The study, published yesterday, found that plastics that incorporate additives to accelerate degradation were potentially damaging to the recycling stream and should be incinerated after use – while landfill was the second-best option.
Defra environment minister Dan Norris called on packaging manufacturers and buyers to drop claims that oxo-degradable plastic packaging was more environmentally friendly than other types of plastic packaging following the report’s publication.
The Co-operative has said it will not be using oxo-degradable plastic in its carrier bags in the future as a result of the research, which also concluded that the current use of the term “biodegradable” is “virtually meaningless”.
Defra’s report, which was produced by Loughborough University at a total cost of £39,000, said that oxo-degradable plastics should not be sent for recycling as they can make the recyclate more likely to degrade and potentially harm packaging made from it.
It also warned that the use of the term “biodegradable” was “virtually meaningless” to consumers at present, as it is used to describe a wide and incompatible range of types and speeds of degradation.
However, the report did play down previous criticism over the effect on the natural environment of the tiny particles of degraded plastic which result from oxo-degradable additives, saying that there was currently no evidence that the particles were a threat to animals, birds, fish or insects.
Biodegradable ‘should be dropped‘
Defra’s report, , recommended that the term “biodegradable” should either be banned from labelling and replaced with instructions for disposal, or the type of biodegradability should be defined on labels.
Environment minister, Dan Norris said: “As these plastics cannot be composted, the term biodegradable can cause confusion. Incorrect disposal of oxo-degradable plastics has the potential to negatively affect both recycling and composting facilities.
“We hope this research will discourage manufacturers and retailers from claiming that these materials are better for the environment than conventional plastics.
Iain Ferguson, Environment Manager, The Co-operative Food said: “We have already decided to stop purchasing carrier bags with the oxo-biodegradable additive and with the support of our customers and staff, we have reduced carrier bag numbers by 60% in the last three years.
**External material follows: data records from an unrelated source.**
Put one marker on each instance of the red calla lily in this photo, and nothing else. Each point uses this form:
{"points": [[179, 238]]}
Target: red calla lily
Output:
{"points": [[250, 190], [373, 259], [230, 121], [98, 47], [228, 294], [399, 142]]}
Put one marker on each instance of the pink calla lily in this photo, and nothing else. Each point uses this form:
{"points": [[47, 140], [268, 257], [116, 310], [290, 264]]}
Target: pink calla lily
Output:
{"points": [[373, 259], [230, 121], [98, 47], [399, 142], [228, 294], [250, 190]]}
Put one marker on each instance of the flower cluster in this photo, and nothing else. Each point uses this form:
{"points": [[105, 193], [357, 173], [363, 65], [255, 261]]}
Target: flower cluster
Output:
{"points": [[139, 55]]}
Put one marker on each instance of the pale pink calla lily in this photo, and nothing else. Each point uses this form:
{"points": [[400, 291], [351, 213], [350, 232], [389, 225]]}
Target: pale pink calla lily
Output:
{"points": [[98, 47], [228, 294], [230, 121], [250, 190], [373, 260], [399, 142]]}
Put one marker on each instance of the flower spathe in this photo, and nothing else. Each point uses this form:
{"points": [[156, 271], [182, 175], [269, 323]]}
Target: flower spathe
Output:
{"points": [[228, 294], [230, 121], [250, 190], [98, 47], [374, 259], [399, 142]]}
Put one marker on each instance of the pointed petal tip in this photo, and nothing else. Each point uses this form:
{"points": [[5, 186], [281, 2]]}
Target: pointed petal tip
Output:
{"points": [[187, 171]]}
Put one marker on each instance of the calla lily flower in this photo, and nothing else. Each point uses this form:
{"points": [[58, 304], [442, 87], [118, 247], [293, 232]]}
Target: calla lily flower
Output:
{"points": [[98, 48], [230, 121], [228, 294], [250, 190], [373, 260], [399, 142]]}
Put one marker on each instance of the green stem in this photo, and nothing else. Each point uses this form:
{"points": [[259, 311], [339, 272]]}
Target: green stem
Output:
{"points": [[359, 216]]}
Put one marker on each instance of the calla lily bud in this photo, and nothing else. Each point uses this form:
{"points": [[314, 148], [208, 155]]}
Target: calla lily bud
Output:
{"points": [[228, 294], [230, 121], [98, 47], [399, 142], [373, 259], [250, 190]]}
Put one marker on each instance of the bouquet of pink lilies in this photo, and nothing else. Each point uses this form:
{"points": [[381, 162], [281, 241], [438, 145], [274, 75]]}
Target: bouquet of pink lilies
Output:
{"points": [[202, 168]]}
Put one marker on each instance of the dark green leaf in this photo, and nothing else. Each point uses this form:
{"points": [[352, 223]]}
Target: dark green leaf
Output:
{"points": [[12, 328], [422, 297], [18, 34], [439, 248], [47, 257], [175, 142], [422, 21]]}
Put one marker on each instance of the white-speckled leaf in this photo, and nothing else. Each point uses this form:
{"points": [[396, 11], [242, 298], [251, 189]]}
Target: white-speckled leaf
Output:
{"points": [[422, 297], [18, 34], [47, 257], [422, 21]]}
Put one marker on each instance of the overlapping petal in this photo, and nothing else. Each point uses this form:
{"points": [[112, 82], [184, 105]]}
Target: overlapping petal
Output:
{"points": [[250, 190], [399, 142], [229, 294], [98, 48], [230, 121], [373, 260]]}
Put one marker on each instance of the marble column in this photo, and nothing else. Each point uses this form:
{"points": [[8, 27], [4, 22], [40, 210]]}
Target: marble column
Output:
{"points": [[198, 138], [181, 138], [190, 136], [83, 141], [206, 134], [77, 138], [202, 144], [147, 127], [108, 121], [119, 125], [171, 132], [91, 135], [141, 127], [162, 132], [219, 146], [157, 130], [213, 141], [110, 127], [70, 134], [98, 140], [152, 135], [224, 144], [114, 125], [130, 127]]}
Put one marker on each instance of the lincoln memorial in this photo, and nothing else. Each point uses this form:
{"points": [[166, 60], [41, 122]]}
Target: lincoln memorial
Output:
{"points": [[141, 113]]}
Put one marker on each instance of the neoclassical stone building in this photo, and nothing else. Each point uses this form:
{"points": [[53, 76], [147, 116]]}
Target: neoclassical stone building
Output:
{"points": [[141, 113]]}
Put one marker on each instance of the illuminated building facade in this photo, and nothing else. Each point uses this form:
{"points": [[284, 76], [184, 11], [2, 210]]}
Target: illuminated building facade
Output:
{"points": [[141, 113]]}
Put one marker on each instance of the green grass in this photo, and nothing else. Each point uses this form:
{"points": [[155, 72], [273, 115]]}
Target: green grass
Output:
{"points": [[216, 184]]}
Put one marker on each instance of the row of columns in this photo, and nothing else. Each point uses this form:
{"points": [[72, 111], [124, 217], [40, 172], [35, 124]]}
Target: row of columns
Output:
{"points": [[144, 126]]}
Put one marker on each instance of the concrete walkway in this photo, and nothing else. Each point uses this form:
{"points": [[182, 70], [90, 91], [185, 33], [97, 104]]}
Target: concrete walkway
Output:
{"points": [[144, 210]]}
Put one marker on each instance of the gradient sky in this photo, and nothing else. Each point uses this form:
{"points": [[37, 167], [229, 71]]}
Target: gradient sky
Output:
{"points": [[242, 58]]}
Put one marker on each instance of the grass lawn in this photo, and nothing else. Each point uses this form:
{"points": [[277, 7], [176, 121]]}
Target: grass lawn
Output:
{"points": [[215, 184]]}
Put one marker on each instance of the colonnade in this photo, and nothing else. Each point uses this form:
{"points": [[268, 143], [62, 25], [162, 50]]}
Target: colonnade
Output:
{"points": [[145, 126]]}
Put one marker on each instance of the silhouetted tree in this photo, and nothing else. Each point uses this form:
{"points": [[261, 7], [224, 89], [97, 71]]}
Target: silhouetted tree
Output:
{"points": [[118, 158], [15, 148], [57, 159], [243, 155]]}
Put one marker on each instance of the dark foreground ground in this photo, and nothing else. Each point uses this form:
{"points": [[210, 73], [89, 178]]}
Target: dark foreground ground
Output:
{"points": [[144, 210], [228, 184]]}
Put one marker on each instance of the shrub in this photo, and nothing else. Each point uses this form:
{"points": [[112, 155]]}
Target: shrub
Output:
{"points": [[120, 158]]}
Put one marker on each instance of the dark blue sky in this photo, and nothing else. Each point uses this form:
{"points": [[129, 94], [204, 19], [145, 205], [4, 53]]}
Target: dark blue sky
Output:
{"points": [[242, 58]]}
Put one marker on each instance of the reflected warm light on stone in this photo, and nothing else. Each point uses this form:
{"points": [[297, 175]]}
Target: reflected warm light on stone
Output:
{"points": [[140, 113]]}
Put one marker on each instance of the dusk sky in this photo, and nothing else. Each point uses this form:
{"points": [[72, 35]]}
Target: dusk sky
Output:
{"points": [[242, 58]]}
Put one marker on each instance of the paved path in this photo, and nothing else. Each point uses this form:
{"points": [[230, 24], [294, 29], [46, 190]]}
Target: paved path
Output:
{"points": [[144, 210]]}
“We have also launched the UK’s first home-compostable carrier bag, certified by the Association for Organic Recycling (and to EN 13432), which is accepted for food waste collections by a number of local authorities.”
‘Latest salvo in oxo- versus hydro-degradable war’
In a statement, oxo-degradable additive producer Symphony described the report as the “latest salvo in the oxo- versus hydro-degradable war” and said the allegations were familiar to firms in the sector.
Symphony said it would be making a full response in due course, but said: “It should be obvious that plastic which self-destructs at the end of its useful life, leaving no harmful residues, is better for the environment than normal or recycled plastic, which can lie or float around for decades.”
The firm also claimed that the Loughborough University did not do any experiments itself and that it was concerned to find that that “two of the three assessors of the report were themselves engaged in bio-based plastics, which is a totally different discipline to oxo- biodegradable”.
Symphony added that it is expecting a report from Defra on the use of crops in biofuels and bioplastics and their effect on the environment.